Well logging is the process of maintaining real-time data during a drilling project.
Sometimes called ‘borehole logging’, well logging is a vitally important part of drilling operations. The nature of the geologic formations being penetrated need to be examined and understood so the operation is not drilling blindly.
Well logging is conducted during oil and gas drilling, mineral excavation, water well drilling, as well as geological and environmental exploration.
Well logging is a rather broad term that includes many subtypes of logging or data collection during the drilling operation. Here we will briefly cover a few of the main types.

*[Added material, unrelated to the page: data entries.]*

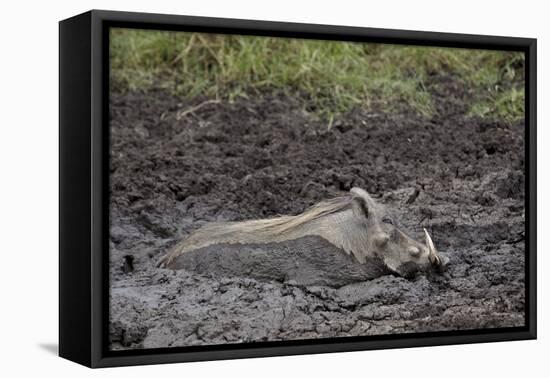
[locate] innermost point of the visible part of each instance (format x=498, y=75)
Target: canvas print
x=275, y=189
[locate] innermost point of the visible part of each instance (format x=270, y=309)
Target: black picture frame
x=83, y=195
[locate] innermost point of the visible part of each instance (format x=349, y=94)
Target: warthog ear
x=361, y=202
x=359, y=207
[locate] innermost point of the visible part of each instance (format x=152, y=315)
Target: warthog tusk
x=431, y=248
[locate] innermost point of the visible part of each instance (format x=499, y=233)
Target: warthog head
x=400, y=253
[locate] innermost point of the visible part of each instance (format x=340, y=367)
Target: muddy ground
x=173, y=169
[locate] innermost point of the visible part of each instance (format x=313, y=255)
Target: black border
x=84, y=249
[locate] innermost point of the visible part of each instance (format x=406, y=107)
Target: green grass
x=332, y=76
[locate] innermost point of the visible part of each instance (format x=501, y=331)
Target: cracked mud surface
x=460, y=178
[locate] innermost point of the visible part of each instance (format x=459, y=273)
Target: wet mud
x=177, y=164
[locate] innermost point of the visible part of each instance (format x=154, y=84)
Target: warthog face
x=400, y=253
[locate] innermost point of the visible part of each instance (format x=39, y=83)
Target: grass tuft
x=333, y=76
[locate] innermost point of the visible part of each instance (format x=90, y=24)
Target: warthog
x=354, y=223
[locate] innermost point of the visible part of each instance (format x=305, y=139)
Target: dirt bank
x=173, y=170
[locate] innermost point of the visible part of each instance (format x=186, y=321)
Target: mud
x=173, y=170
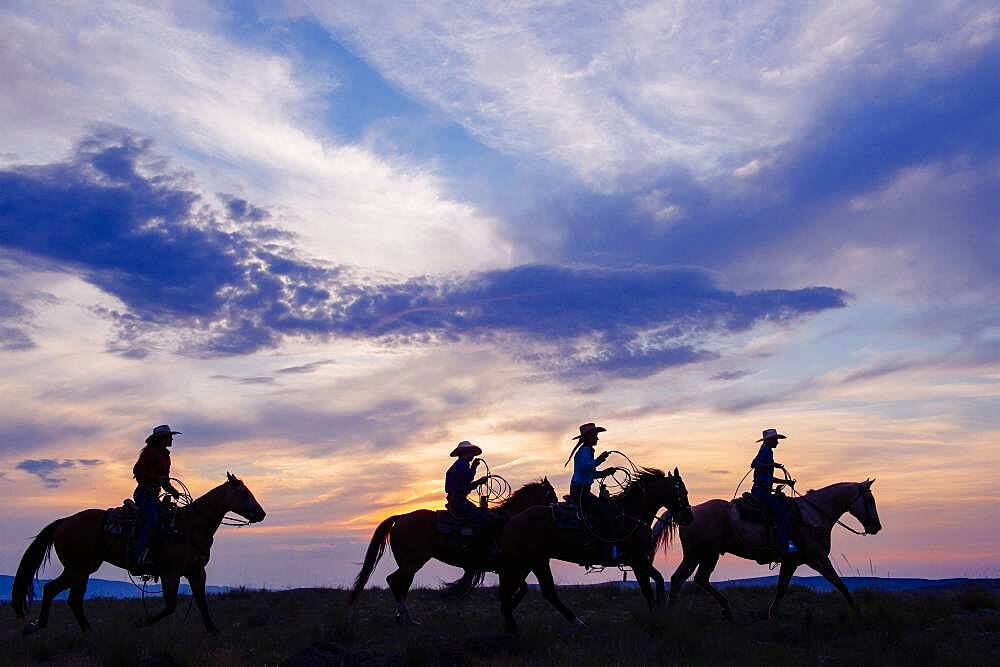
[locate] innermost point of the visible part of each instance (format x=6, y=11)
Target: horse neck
x=835, y=499
x=205, y=513
x=636, y=503
x=528, y=496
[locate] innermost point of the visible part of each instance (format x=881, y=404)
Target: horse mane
x=524, y=490
x=663, y=534
x=641, y=478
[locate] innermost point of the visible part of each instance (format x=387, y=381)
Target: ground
x=313, y=627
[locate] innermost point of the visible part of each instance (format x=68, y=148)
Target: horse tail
x=375, y=550
x=22, y=593
x=663, y=533
x=469, y=581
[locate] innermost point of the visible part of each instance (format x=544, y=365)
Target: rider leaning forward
x=763, y=478
x=152, y=472
x=459, y=482
x=585, y=468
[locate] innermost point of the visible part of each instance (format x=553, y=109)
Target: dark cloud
x=115, y=215
x=242, y=210
x=49, y=470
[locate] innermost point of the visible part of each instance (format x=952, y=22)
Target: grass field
x=312, y=627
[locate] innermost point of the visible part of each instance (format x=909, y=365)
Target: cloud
x=729, y=376
x=116, y=216
x=47, y=469
x=305, y=368
x=616, y=92
x=12, y=316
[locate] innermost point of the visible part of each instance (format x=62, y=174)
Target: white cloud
x=615, y=90
x=243, y=120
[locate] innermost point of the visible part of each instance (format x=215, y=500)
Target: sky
x=328, y=241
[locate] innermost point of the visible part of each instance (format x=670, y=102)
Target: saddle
x=567, y=515
x=449, y=524
x=122, y=521
x=752, y=510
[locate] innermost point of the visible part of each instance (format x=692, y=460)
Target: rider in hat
x=459, y=481
x=152, y=472
x=763, y=478
x=585, y=468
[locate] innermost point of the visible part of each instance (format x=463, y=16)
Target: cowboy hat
x=159, y=432
x=466, y=446
x=771, y=434
x=587, y=429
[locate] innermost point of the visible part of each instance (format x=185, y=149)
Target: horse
x=532, y=538
x=717, y=529
x=414, y=540
x=82, y=546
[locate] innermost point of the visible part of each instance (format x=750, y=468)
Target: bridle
x=863, y=492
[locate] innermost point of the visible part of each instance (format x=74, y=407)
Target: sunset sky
x=327, y=241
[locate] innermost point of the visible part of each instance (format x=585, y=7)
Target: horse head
x=240, y=499
x=863, y=508
x=680, y=509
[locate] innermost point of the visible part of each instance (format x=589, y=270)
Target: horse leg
x=823, y=565
x=197, y=581
x=169, y=583
x=399, y=583
x=705, y=569
x=49, y=592
x=680, y=575
x=788, y=566
x=661, y=591
x=519, y=594
x=76, y=593
x=543, y=572
x=513, y=586
x=641, y=570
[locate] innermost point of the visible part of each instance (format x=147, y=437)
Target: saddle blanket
x=121, y=521
x=449, y=524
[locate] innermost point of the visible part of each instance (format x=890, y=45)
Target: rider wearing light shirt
x=763, y=478
x=585, y=467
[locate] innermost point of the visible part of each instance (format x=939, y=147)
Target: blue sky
x=328, y=241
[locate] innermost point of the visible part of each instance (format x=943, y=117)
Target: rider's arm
x=168, y=487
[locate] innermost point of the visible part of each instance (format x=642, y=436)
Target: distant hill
x=820, y=584
x=103, y=588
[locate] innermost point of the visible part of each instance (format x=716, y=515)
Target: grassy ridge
x=312, y=627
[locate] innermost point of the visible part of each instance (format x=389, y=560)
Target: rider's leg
x=145, y=500
x=781, y=520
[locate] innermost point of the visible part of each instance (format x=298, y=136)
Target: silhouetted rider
x=459, y=482
x=763, y=478
x=585, y=469
x=152, y=472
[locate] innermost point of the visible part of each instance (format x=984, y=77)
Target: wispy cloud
x=175, y=262
x=50, y=471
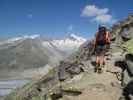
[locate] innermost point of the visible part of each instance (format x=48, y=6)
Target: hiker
x=101, y=43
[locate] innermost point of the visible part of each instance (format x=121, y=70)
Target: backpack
x=103, y=37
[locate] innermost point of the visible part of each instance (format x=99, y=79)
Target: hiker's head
x=102, y=28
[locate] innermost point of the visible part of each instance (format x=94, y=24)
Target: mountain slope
x=74, y=78
x=30, y=52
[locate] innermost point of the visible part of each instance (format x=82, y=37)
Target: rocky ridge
x=74, y=78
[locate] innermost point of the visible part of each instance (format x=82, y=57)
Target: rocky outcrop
x=74, y=78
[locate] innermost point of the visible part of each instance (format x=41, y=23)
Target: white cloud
x=105, y=18
x=100, y=15
x=92, y=10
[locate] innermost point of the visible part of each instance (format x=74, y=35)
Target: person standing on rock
x=101, y=43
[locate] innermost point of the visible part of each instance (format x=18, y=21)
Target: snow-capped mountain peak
x=76, y=37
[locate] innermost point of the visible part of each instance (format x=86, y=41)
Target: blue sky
x=55, y=18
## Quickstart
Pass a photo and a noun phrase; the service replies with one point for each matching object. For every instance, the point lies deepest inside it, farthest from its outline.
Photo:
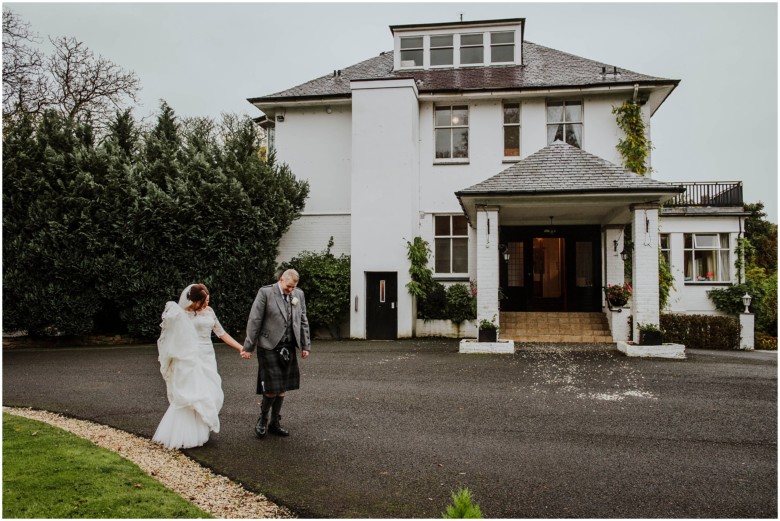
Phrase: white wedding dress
(189, 368)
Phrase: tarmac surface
(390, 429)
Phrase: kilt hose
(275, 376)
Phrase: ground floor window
(707, 257)
(451, 244)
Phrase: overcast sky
(203, 59)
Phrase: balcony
(723, 194)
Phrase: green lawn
(50, 473)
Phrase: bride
(189, 368)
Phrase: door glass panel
(516, 265)
(548, 269)
(584, 256)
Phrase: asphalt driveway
(389, 429)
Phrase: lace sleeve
(218, 327)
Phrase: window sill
(451, 162)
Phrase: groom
(278, 325)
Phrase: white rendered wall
(385, 183)
(318, 148)
(311, 232)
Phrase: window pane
(555, 112)
(502, 37)
(554, 133)
(441, 41)
(470, 39)
(725, 265)
(502, 53)
(443, 143)
(460, 255)
(574, 135)
(511, 141)
(411, 58)
(459, 226)
(688, 265)
(460, 142)
(442, 253)
(411, 43)
(511, 113)
(442, 225)
(443, 116)
(441, 56)
(471, 55)
(460, 115)
(706, 265)
(706, 241)
(573, 112)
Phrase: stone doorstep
(474, 346)
(676, 351)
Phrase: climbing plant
(635, 148)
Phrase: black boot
(275, 427)
(261, 428)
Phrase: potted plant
(488, 330)
(618, 294)
(650, 335)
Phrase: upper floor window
(472, 49)
(412, 52)
(442, 50)
(707, 257)
(451, 244)
(564, 122)
(511, 130)
(451, 126)
(502, 47)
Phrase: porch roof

This is the lowering of a tool or set of tools calibrated on a ‘string’ into the borehole to take measurements of the geological makeup and the possible fluids or gases that lie within.
The information received through the tools is recorded either at the surface (in real-time) or ‘in the hole’, also called a memory log. Memory logs are created by a process called LWD, or logging while drilling.
Data is recorded in the hole and analyzed when the unit is brought to the surface. Well logging is usually performed by a separate contractor which offers the well logging equipment and analysis to the drilling company.
Some of the types of logging data include:
- borehole imaging – advanced imaging technology to view borehole integrity
- porosity log – measurement of pore volume in formations
- resistivity log – measurement of electrical conductivity in formations
Mud logging is the analysis of the drilling mud during operations. Rock fragments in the drilling mud are brought to the surface and identified. Other measurements that are taken are the rate of drilling penetration, flow line temperature, weight of the drilling mud, viscosity, pump pressure, etc.
A very important aspect of mud logging is the data associated with gas levels. A close eye is kept on what types of gases are present and to what concentration, as this can be vital in avoiding a well blowout.
Similar to LWD, a system called MWD (measurement while drilling) is used to keep real-time data on certain aspects such as gas levels. This is accomplished by sensors installed in the borehole that constantly send data to the surface with mud pulsing.
LWD and MWD data are combined to create a complete well log.
This is when actual samples of the rock are taken from the borehole to examine fully. This is either done by taking a full core sample which is more involved as the drilling needs to cease in order to obtain a full core sample, and then there is sidewall sampling which is taken from the side of the borehole after the bit has passed through the section of rock.